Trump ally Betsy DeVos turns 2nd cabinet member to quit after riots, Elizabeth Warren calls her 'worst edu secy'
President Donald Trump is witnessing a major shipwreck ever since his loyalists on the street stormed the Capitol Hill on Wednesday, January 6, to protest the results of the 2020 presidential election that went to Joe Biden. Five people, including one police officer, lost their lives after a violent mob breached the Congress building’s security and clashed with the law-keepers. Trump, who encouraged his supporters to assemble in Washington DC the same day the Congress confirmed Biden’s victory, was being accused for inciting the violence and the ugly incident has now left many in the GOP aghast with the outgoing president and it has, according to GOP strategist and Republican Voters Against Trump founder Sarah Longwell, seen “the beginnings of the fight for the soul of the Republican Party”.
That the mob violence has left a deep fissure in the red party was evident as members of the Trump administration started resigning, something which was less seen in the last four years when the pattern was more about hire-and-fire. Mick Mulvaney, the US special envoy for Northern Ireland and former acting White House chief of staff, resigned on Thursday, January 7, saying he couldn’t stay back in such a situation. Transportation secretary Elaine Chao, the wife of top Senate Republican Mitch McConnell, also expressed anguish over the violence and said she could not set it aside and quit. Her last day will be January 11, nine days before Trump’s tenure ends.
Education secretary Betsy DeVos, too, stepped down the same day to become the second serving member of Trump’s cabinet following the violence that the president allegedly incited. DeVos, who turned 63 on Friday, January 8, was once called by Trump a “brilliant and passionate education advocate” but got her nomination confirmed narrowly since her qualification to be in education governance was questioned.
On Thursday, the former chair of the Michigan Republican Party, penned a letter to Trump in which she blamed the latter’s role in inciting the “unconscionable” violent breach of the Capitol when the Congress was in session to certify Biden’s win.

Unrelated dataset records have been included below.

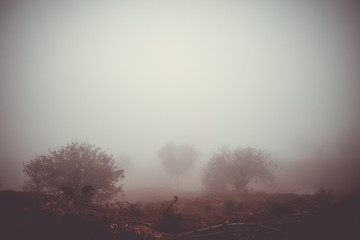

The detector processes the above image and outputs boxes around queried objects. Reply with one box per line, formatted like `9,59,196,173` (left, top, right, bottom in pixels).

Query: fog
0,0,360,193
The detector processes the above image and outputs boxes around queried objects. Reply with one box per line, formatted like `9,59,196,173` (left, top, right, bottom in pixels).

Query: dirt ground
0,189,360,240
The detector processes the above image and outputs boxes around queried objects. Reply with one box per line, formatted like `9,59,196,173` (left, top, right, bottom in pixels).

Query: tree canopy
203,148,273,191
23,142,124,200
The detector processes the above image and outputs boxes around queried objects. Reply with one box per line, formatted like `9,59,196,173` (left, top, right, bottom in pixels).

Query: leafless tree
203,147,274,191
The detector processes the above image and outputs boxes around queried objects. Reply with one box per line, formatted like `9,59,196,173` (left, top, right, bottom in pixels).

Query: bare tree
203,148,273,191
158,142,199,188
23,142,124,201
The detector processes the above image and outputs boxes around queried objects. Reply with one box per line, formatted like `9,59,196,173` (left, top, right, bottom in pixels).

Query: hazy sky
0,0,359,190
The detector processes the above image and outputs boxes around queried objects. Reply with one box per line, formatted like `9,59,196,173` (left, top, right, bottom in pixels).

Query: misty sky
0,0,359,190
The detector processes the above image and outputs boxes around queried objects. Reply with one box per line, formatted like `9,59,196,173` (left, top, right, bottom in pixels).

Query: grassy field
0,189,360,240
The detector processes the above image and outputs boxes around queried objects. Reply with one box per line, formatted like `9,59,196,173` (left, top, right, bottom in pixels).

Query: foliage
23,142,124,202
203,148,273,191
158,143,199,177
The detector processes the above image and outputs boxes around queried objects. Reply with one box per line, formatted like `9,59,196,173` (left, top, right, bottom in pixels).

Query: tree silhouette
203,148,273,191
158,142,199,188
22,142,124,201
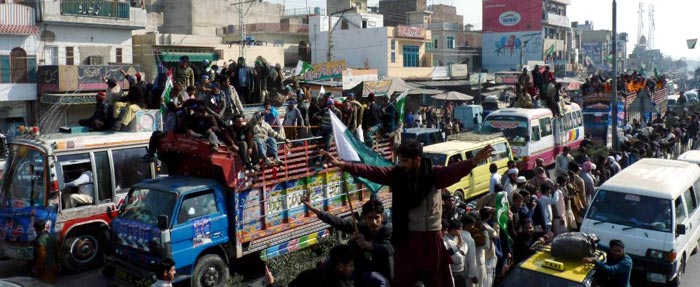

According to reports, DeVos wrote in the letter: “We should be highlighting and celebrating your Administration’s many accomplishments on behalf of the American people. “Instead, we are left to clean up the mess caused by violent protestors overrunning the US Capitol in an attempt to undermine the people’s business. That behavior was unconscionable for our country. There is no mistaking the impact your rhetoric had on the situation, and it is an inflection point for me.”
DeVos also said she was disappointed to think that impressionable children were watching things that unfolded at the Capitol and what they were learning.
DeVos’s rocky tenure as the education secretary concluded just a month short of four years. During this time, she emerged as one of the president’s most loyal supporters. But on Wednesday, she was the first member of the outgoing cabinet to condemn the riots to say on Twitter: “The peaceful transfer of power is what separates American representative democracy from banana republics...the work of the people must go on.”
'Worst education secretary ever'
Massachusetts Senator Elizabeth Warren slammed DeVos over her decision to resign. Tweeting a Bloomberg report on the news, the veteran Democrat lashed out at the former education secretary saying: “Betsy DeVos has never done her job to help America’s students. It doesn’t surprise me one bit that she’d rather quit than do her job to help invoke the 25th Amendment.” She then called DeVos the “worst Secretary of Education ever”.
Betsy DeVos has never done her job to help America’s students. It doesn’t surprise me one bit that she’d rather quit than do her job to help invoke the 25th Amendment.
— Elizabeth Warren (@SenWarren) January 8, 2021
Good riddance, Betsy. You were the worst Secretary of Education ever. https://t.co/im1IgGQVSp
Besides the top two cabinet members and Mulvaney, a number of other members working for the Trump administration also resigned in the wake of Capitol violence. They include Stephanie Grisham, the chief of staff of First Lady Melania Trump; Rickie Niceta, White House social secretary; Matt Pottinger, deputy national security advisor; Sarah Matthews, deputy press secretary and others.